You can (often) just edit library code #

This is easiest in Python and some other interpreted languages, but it’s saved me enough times that it’s definitely worth mentioning. If an error is happening deep inside of library code, often the biggest challenge in figuring out what’s wrong is that the library doesn’t log enough state to be able to tell what’s happening in the program immediately before the error. If possible, finding a way to directly edit the underlying library code to log the information you need or try the change you think could fix it can be a cheap, fast way to resolve these types of errors.

This approach works especially well when combined with speeding up your iteration loop, as you can quickly test different logging or fixes directly in the library code. This may seem intimidating, and it can go wrong – Git won’t save you if you forget to reverse your changes when you’re done – but it’s usually possible with enough work.
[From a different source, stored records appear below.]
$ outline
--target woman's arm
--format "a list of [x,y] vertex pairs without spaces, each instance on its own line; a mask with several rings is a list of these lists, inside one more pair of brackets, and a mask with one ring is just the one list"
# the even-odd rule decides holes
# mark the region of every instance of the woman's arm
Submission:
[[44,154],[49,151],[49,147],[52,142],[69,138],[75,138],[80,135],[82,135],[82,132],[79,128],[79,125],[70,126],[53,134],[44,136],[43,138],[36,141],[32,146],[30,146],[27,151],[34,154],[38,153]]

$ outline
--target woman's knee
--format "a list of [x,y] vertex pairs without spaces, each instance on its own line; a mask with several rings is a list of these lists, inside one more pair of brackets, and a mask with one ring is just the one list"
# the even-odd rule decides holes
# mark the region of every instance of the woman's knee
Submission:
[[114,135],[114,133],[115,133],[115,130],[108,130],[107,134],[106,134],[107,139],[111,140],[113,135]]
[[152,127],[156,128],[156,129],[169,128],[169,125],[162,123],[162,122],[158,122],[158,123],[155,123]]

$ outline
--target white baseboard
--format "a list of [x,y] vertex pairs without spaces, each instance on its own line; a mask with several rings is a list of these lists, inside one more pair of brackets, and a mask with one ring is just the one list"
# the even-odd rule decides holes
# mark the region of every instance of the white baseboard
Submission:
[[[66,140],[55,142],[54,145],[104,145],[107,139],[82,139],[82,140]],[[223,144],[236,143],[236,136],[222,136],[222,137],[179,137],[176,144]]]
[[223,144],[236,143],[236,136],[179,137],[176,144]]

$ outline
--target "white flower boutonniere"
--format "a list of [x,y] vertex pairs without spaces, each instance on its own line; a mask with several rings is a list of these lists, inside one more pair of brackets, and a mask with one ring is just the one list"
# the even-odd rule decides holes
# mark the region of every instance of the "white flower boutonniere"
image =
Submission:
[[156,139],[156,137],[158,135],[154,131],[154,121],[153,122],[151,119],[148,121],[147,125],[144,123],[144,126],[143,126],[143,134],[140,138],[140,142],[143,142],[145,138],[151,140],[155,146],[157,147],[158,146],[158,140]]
I mentioned doing this with interpreted languages, but even with compiled ones, if you’re willing to put in enough effort (e.g. rebuild the dependency from source), it’s possible as well.

On the other hand, this strategy likely won’t work or will be prohibitively painful in situations where:

Reproducing the issue requires long cycle times and running remotely, e.g. in a web server, a large-scale training job, etc.
The issue isn’t hidden by layers of library code.

Examples #

I kept having issues using torch checkpointing with some other features for a model we were training. Debugging was tricky because I couldn’t tell where exactly the failure was first occurring. Eventually, I got this running on a development box, went into the intermediate library, and logged when the training process hit certain points. This let me see exactly where the failure was occurring and resolve the issue.

Speed up your iteration loop #

I hesitated to even include this because it’s repeated all over the place, but I’d rather err on the side of capturing everything that’s worked well for me. Even though it’s obvious, it’s so easy to be lazy about speeding up debugging iteration loops. To this day, I still often wait too long to take a long-running remote job that’s triggering an error and put in the work to create a setup where I can rapidly trigger the bug in a controlled environment. Because this is a form of hyperbolic discounting, what I’ve found works best is having a trigger in my head that asks, “if someone were watching me, would they tell me I’m wasting tons of time waiting because I’m too lazy to speed things up”?

Examples #

Nearly every ML bug I have debugged benefited from finding the smallest scale situation in which it was possible to reproduce and iterating there vs. in the large scale regime. In some cases, small scale may still mean complicated, such as if the issue requires training on multiple nodes. But even then, outside of cases where the issue is obvious, I don’t think I’ve ever regretted finding a smaller, more controlled scope in which an issue still occurs and debugging there.